La falta de propósito está detrás de estas renuncias, explica la experta en Recursos Humanos Pilar Llacer, el “¿para qué me levanto todos los días? ¿para qué voy a trabajar? ¿Solamente para que la empresa gane dinero? ¿Por qué yo necesito ganarlo?”. El Estados Unidos, las empresas hacen una entrevista a todos aquellos que abandona voluntariamente su empleo y han detectado una corriente muy importante de trabajadores que buscan “un propósito mayor, se necesita que las empresas tengan un fin social más allá del beneficio económico”.

En nuestro país el fenómeno está focalizado en trabajadores de sectores muy demandados. Nosotros hemos hablado con Alejandro, programador informático experto en lenguaje Java.

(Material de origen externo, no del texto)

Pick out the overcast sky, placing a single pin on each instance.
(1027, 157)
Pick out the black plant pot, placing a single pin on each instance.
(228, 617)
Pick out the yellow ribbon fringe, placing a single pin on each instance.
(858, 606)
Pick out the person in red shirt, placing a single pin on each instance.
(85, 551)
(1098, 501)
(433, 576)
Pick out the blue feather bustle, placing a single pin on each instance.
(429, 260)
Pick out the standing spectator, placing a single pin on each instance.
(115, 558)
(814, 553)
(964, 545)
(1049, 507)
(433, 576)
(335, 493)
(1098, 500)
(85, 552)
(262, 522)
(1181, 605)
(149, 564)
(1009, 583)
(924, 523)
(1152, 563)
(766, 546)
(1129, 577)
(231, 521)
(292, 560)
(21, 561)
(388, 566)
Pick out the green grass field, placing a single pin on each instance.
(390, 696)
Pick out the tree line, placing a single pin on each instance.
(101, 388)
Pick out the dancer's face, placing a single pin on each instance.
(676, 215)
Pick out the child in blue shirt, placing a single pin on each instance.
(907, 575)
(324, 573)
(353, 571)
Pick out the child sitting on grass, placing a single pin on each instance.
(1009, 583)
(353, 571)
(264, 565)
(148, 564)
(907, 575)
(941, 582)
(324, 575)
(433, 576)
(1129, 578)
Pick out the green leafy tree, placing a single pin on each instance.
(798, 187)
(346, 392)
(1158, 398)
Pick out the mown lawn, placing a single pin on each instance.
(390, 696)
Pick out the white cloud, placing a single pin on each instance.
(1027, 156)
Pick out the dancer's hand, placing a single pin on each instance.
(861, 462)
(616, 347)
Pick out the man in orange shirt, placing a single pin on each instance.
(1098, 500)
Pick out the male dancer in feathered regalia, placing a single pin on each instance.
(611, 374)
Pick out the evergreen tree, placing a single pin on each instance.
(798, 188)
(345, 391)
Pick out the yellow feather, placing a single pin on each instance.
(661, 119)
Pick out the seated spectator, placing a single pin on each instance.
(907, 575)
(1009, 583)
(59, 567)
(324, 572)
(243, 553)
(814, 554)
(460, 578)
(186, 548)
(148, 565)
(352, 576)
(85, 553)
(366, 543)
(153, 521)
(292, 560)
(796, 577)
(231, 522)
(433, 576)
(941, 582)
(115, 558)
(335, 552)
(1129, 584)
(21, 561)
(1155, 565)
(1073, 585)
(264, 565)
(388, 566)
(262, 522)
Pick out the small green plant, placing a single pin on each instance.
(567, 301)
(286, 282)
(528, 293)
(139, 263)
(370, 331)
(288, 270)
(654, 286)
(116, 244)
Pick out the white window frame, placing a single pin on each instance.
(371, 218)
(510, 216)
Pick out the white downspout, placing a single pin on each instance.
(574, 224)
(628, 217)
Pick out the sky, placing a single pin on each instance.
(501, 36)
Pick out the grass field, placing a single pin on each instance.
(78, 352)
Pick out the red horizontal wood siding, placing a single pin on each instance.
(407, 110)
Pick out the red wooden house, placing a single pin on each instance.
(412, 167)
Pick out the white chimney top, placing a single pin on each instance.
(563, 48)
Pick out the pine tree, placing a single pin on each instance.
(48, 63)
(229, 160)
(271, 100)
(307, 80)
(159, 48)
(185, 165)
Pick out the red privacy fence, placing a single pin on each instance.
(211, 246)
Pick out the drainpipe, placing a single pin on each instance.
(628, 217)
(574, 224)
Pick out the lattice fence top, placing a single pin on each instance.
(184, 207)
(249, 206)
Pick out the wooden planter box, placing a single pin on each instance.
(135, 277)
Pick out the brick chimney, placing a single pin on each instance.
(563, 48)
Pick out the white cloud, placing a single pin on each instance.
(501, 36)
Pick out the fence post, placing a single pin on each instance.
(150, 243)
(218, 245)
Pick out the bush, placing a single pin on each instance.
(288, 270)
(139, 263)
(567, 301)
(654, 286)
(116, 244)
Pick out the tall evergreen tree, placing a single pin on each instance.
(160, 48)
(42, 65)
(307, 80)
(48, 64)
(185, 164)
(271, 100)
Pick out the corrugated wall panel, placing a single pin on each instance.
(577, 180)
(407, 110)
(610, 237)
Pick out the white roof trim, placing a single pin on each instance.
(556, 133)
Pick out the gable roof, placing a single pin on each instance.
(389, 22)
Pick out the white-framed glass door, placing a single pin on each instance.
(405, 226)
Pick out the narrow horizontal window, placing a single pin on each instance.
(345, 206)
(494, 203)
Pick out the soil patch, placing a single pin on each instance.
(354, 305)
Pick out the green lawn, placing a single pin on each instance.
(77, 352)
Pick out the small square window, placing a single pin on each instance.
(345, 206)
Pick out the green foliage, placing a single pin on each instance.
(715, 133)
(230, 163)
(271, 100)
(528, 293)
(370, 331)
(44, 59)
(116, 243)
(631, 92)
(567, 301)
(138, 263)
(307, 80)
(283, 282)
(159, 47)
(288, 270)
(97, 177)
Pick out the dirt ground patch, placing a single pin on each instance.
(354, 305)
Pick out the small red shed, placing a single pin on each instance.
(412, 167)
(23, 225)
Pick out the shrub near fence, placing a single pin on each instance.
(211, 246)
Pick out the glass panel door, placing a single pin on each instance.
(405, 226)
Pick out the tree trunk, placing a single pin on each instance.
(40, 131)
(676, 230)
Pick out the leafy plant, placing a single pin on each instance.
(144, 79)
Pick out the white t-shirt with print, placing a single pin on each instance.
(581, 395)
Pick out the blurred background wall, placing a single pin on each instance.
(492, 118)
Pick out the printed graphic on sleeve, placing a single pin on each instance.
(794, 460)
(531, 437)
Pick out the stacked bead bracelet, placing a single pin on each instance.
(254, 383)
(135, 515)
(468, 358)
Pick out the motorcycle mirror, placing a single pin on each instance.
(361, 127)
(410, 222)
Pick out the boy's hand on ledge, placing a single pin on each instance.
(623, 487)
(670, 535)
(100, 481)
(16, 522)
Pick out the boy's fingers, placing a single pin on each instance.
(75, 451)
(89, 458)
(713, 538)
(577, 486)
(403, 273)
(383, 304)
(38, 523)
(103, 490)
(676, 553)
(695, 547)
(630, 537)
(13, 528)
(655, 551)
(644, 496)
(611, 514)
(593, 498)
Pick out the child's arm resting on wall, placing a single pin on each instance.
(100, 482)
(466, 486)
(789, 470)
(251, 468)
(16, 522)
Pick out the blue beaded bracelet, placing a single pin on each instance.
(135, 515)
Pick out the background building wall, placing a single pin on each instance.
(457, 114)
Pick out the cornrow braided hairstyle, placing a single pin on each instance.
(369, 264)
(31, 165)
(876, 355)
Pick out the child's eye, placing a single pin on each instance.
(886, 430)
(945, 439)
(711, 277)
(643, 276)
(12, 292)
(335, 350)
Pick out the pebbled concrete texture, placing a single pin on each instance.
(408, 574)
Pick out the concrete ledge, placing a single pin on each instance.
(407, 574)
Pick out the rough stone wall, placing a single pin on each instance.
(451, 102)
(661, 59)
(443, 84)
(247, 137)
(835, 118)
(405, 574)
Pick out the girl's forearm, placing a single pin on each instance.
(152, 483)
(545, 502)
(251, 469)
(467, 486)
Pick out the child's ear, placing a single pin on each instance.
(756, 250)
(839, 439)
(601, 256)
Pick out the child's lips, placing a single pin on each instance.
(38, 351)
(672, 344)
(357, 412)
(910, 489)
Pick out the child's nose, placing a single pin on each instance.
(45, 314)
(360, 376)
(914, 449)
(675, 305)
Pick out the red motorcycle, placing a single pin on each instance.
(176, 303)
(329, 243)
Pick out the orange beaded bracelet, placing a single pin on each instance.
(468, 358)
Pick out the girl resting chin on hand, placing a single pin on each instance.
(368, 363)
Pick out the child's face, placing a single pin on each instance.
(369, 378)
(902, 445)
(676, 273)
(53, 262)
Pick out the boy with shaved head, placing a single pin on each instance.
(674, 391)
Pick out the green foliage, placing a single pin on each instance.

Dejo su penúltima empresa porque no le gustó el proyecto que le encargaron: tardó un par de meses en encontrar nuevo trabajo.

Pilar Llacer nos indica que hay que personalizar porque “no es lo mismo un trabajador con cualificación diferente, con un salario ajustado que otro tipo de empleado. En España la rotación voluntaria es muy pequeña, no solemos estar en más de dos empresas. Esto cambia absolutamente en lo jóvenes, sobre todo en perfiles muy demandados como matemáticos, informáticos, del sector transporte o de logística… entienden que el trabajo que hacen no es para toda la vida, y que el trabajo que hacen tiene que impactar en los otros. Hay empresas que lo entienden y otras que no, y perderán a, los mejores trabajadores”.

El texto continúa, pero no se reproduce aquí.